For our management console, I wanted a simple traditional MVC dashboard; performance wasn't a concern. Speed and ease of development were. I picked Ruby on Rails hosted on AWS Lambda using Lamby. Contrary to what you may think, cold starts are not a problem and happen rarely.

I added to this Rails app an event bus; any change to any campaign, medium, publisher or ad is automatically propagated to the tracker and other consumers through EventBridge. The Rails app is also able to consume campaign metrics by calling the stats lambda.

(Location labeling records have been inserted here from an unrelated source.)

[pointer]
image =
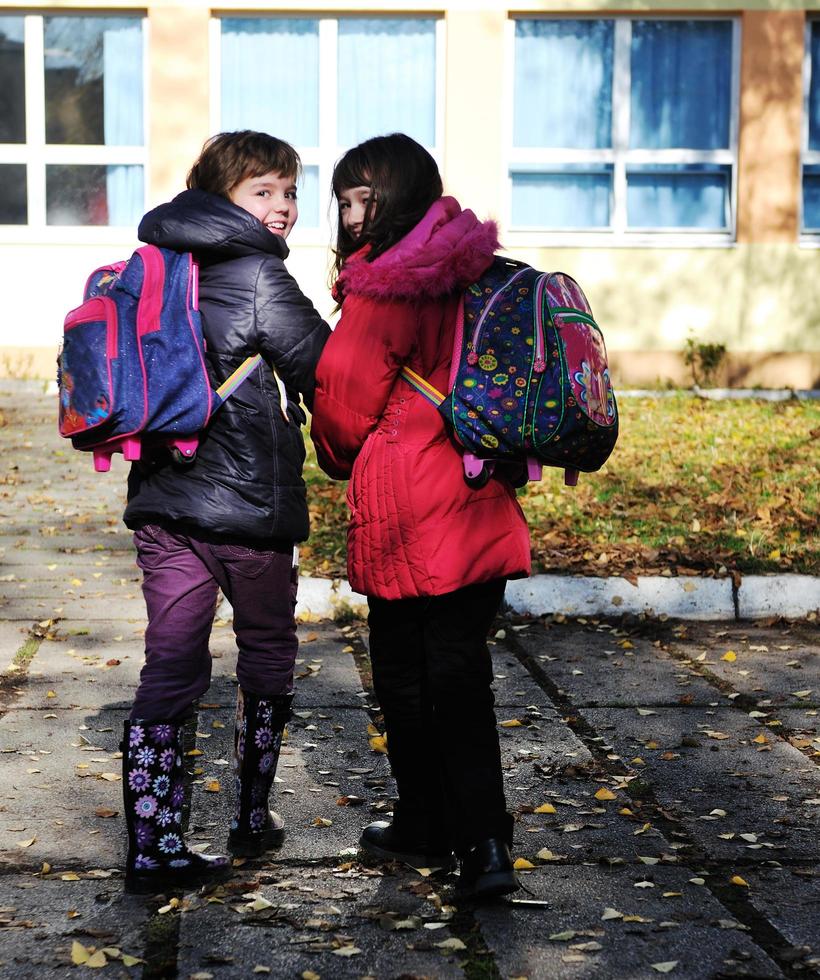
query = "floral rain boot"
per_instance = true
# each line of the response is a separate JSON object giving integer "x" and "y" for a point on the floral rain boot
{"x": 153, "y": 787}
{"x": 260, "y": 724}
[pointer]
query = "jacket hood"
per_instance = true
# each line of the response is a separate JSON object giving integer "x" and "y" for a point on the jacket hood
{"x": 446, "y": 251}
{"x": 196, "y": 221}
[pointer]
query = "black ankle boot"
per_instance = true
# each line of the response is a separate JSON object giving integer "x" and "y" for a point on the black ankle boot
{"x": 260, "y": 724}
{"x": 486, "y": 871}
{"x": 153, "y": 787}
{"x": 383, "y": 840}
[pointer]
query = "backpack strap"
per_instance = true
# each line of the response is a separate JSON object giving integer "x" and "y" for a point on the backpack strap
{"x": 422, "y": 386}
{"x": 231, "y": 383}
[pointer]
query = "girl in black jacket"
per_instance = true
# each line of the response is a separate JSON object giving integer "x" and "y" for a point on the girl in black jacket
{"x": 231, "y": 518}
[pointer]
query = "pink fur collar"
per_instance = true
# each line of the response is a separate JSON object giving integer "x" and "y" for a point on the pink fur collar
{"x": 447, "y": 250}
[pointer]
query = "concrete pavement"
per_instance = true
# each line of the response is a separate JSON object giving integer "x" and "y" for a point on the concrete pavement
{"x": 663, "y": 774}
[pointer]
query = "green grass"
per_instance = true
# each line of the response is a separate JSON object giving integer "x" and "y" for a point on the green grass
{"x": 693, "y": 486}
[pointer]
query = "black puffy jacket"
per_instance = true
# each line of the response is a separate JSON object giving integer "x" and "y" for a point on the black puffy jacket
{"x": 246, "y": 482}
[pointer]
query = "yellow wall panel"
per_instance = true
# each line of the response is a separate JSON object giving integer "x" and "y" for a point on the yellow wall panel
{"x": 771, "y": 110}
{"x": 178, "y": 84}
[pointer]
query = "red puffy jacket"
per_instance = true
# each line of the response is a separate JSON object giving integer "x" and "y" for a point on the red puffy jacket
{"x": 416, "y": 528}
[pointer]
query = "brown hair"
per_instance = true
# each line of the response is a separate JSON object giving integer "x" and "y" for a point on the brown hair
{"x": 229, "y": 158}
{"x": 404, "y": 182}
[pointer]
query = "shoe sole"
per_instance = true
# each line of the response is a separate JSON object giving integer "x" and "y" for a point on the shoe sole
{"x": 414, "y": 860}
{"x": 492, "y": 885}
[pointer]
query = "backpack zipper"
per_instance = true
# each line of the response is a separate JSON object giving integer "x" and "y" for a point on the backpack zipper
{"x": 472, "y": 357}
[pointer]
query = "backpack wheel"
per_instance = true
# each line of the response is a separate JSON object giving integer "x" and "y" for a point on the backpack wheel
{"x": 181, "y": 457}
{"x": 480, "y": 480}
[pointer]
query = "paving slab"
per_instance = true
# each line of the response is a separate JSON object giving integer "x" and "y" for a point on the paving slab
{"x": 790, "y": 898}
{"x": 41, "y": 918}
{"x": 706, "y": 769}
{"x": 339, "y": 925}
{"x": 592, "y": 668}
{"x": 673, "y": 921}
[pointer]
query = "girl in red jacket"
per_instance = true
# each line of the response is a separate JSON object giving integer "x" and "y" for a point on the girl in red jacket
{"x": 431, "y": 554}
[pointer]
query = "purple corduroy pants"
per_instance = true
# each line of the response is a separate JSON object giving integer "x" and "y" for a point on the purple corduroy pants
{"x": 181, "y": 581}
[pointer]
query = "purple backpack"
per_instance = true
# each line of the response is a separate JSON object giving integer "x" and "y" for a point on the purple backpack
{"x": 529, "y": 380}
{"x": 132, "y": 365}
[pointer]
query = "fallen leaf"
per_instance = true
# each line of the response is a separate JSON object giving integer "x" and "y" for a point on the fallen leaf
{"x": 347, "y": 951}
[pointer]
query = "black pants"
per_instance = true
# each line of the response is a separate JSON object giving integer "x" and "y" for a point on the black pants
{"x": 432, "y": 674}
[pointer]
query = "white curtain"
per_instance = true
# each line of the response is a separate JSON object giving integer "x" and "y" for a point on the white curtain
{"x": 387, "y": 79}
{"x": 123, "y": 115}
{"x": 270, "y": 77}
{"x": 563, "y": 83}
{"x": 681, "y": 84}
{"x": 561, "y": 199}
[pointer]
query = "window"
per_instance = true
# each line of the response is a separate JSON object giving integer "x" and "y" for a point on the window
{"x": 325, "y": 84}
{"x": 71, "y": 120}
{"x": 811, "y": 129}
{"x": 624, "y": 126}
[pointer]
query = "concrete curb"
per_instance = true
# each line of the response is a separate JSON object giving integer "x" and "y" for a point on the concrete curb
{"x": 685, "y": 597}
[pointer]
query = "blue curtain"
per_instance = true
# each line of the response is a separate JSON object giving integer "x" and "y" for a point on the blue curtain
{"x": 814, "y": 89}
{"x": 681, "y": 84}
{"x": 387, "y": 78}
{"x": 811, "y": 198}
{"x": 563, "y": 83}
{"x": 270, "y": 77}
{"x": 123, "y": 115}
{"x": 684, "y": 197}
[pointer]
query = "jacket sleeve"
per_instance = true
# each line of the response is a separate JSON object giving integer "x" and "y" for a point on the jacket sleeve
{"x": 356, "y": 374}
{"x": 290, "y": 332}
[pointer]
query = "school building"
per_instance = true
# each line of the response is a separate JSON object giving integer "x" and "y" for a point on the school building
{"x": 666, "y": 153}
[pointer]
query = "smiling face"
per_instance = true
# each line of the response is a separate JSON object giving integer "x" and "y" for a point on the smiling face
{"x": 353, "y": 204}
{"x": 271, "y": 198}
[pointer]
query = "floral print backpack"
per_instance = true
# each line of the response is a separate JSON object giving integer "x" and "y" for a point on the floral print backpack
{"x": 529, "y": 380}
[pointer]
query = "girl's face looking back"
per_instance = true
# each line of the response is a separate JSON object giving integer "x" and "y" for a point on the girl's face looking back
{"x": 271, "y": 198}
{"x": 353, "y": 209}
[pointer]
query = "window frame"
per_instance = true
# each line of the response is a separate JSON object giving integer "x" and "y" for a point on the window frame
{"x": 619, "y": 156}
{"x": 325, "y": 154}
{"x": 36, "y": 154}
{"x": 808, "y": 158}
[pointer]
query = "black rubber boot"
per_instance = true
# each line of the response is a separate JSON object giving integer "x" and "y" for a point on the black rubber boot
{"x": 383, "y": 840}
{"x": 153, "y": 786}
{"x": 486, "y": 871}
{"x": 260, "y": 724}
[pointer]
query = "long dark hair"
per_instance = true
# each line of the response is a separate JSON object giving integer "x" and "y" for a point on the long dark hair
{"x": 404, "y": 182}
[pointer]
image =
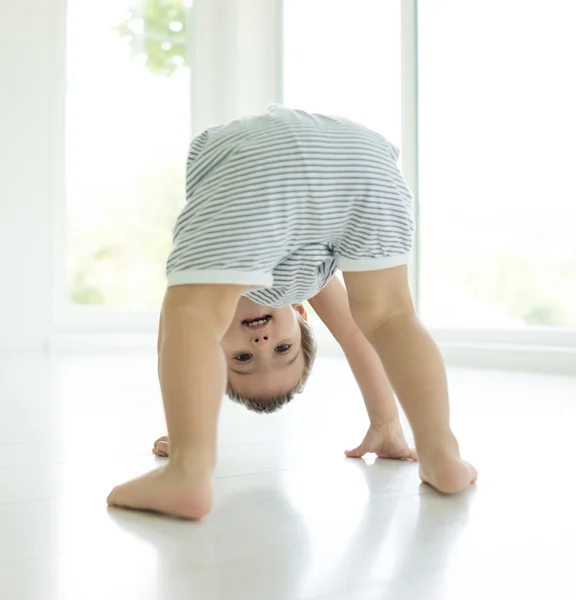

                                                     +-------------------+
                                      Updates        |    EVENTBRIDGE    |
                                  .----------------->|   (Change Events) |
                                  |                  +-------------------+
+---------------+      +----------+----------+
| Business User |      | MANAGEMENT DASHBOARD|
|    (HTTP)     +----->|   (Rails + Lamby)   |
+---------------+      +----------+----------+
                                  |
                                  |  Get Metrics     +-------------------+
                                  '----------------->|     STATS API     |
                                                     +-------------------+

The Tech Stack Ruby on Rails + MySQL were used for their speed of development. Scalability was not a concern; the dashboard is not meant to be used by more than a few hundred users. Despite this, we had an average response time of 140ms. Cold starts at 2ish seconds.

The results

99.999% uptime over the last year, millions of events processed with peaks reaching a few million events per day. All at a production cost of around $450 per month.

There's a growing trend of developers criticising cloud services for their high markup over bare metal. But I can't overstate the value cloud services provided us. Far exceeding what we'd have paid for in complexity and engineering time if we had decided to run on bare metal.

The ease of development, scalability, and reliability of this tracker stems directly from the cloud services we used.

I skipped a few infrastructure choices for brevity. Overall, whenever we picked an AWS service we picked the serverless option, except for Redis and MySQL. These two were HA managed clusters using MemoryStore and RDS.